農家に生まれ、武士となる夢を京で果たし、幕末の動乱を駆け抜けた土方歳三は、家族に看取られて52年の生涯を終えた。
「お父様、はやく~」
「わかったよ。実はせっかちだなぁ。」
今年も、京の桜は美しく咲き誇り、巽は父が駆け抜けた動乱の日々を思った。
(父さん、今頃母さんと花見でもしているのかなぁ・・)
そう思いながら巽が息子を追い掛けていると、目の前に一組の男女が現れた。
男の方は長い髪を一括りに結んでいて、仙台袴を穿き、左三つ巴に染め抜いた黒の羽織を着ていた。

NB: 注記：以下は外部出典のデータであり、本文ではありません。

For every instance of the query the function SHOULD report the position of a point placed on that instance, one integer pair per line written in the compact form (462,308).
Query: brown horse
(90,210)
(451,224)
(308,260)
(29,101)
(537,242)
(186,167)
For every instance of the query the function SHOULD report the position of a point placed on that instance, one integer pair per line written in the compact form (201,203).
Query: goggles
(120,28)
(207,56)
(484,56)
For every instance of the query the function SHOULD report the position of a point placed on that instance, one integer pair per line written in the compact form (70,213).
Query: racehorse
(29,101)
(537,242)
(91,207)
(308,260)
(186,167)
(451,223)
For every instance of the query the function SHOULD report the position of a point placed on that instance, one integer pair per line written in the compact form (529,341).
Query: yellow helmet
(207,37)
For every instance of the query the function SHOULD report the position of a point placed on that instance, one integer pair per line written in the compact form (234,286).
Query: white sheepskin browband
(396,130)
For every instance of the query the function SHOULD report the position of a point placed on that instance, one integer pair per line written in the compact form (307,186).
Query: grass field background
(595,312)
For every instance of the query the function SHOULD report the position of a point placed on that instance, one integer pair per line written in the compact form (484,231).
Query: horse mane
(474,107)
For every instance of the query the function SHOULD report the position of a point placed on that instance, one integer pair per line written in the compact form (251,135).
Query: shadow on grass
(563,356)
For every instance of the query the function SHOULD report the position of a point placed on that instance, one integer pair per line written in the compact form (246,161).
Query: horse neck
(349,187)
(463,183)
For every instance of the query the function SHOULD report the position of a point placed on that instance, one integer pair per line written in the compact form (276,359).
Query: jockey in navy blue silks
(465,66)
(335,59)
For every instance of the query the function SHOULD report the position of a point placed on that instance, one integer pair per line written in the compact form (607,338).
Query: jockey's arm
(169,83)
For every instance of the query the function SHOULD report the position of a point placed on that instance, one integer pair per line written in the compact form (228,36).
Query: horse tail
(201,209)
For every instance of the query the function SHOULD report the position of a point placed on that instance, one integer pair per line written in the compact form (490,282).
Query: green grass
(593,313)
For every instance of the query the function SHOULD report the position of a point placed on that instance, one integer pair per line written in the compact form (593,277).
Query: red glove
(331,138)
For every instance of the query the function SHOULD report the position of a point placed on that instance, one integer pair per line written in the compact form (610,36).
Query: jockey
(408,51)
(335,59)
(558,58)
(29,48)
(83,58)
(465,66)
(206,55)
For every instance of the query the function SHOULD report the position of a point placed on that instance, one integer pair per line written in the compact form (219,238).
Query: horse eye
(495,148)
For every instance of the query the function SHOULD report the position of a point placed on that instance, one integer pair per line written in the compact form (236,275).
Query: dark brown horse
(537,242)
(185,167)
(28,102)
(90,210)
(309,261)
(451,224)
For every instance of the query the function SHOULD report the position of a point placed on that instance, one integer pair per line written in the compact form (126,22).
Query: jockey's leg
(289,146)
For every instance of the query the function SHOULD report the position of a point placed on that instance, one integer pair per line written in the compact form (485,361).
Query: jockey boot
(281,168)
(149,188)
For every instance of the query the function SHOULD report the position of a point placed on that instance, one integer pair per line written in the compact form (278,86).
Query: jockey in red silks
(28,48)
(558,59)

女は、薄紫の着物を纏い結いあげた髪には赤い花の簪を挿していた。
彼らは巽の視線に気づくと、にっこりと笑った。
(父上・・母上・・)
「あなた、どうかなさったの?」
巽が我に返って妻を見ると、彼女は怪訝そうな顔をしていた。
「いや・・あそこに父と母が・・」
彼は父母が居た場所を指すと、そこには誰も居なかった。
「お義父様とお義母様は、あなたの幸せを確認なさったのですね。」
「ああ。さてと、実を探さないと。」
巽は妻と手分けして、実を探し始めた。
「父上、母上、どこですか~!」
一方、両親とはぐれてしまった巽の長男・実は、泣きべそを掻きながら歩いていた。
足が痛くなってきて、歩くどころか立つ気力もとうに失せてしまい、彼はペタンと地面に座り込み、心細さからか泣いてしまった。
「ったく、煩せぇなぁ・・猫かと思ったらガキか。」
草叢の中から声がしたと思ったら、突然その中から背に箱のようなものを背負い、黒髪を一括りにした青年が姿を現した。
「おいガキ、親と逸れちまったのか? 名前は?」
「うぇ~ん、父上、母上~!」
「煩せぇ、男がピーピー泣くな!」
苛立った様子で青年はそう言うと、実の頭にゲンコツを叩き込んだ。
「痛い、痛いよう。何するんだよ、おっさん。」
「口が達者なガキだな、え? 生意気な口利いてるのはこの口か?」
青年は両手で実の口をぐいっと引っ張った。
「いふぁいよ~、おっさん・・」
「目上の者は敬えって親から教わらなかったのか? 名前は?」
「実、土方実。」
「実か。もうすぐ親が迎えに来るから、ここで待ってな。」
「え?」
実がそう言って青年を見た時、彼はもう実に手を振って草叢の中へと消えていった。
「実、お父様やお母様から逸れるんじゃないぞ。」
「はい、お父様。お父様、この前僕、お祖父様に会ったよ。」
「お祖父様に? どんな格好してた?」
「う~んとね、確か背中に四角い箱背負ってた。」
息子の言葉に、父は昔薬の行商をしていたことを、巽は幼い頃母から聞いた話を思い出した。
「あなた、まだ起きていらしたの?」
息子を寝かせつけた巽が居間の窓から月を眺めていると、妻がそう言って彼を見た。
「ああ。今日は孫の顔見たさに父と母が常世から来たようだ。」
「そうですか。お義父様達を安心させないといけませんわね。」
「ああ。」
(父上、母上、そちらに妻と参る時は、お手柔らかに頼みますよ。)
心の中で、巽はそう常世に居る父母に伝えた。
それから何十年かした後、巽は妻とともに両親と再会を果たすこととなる。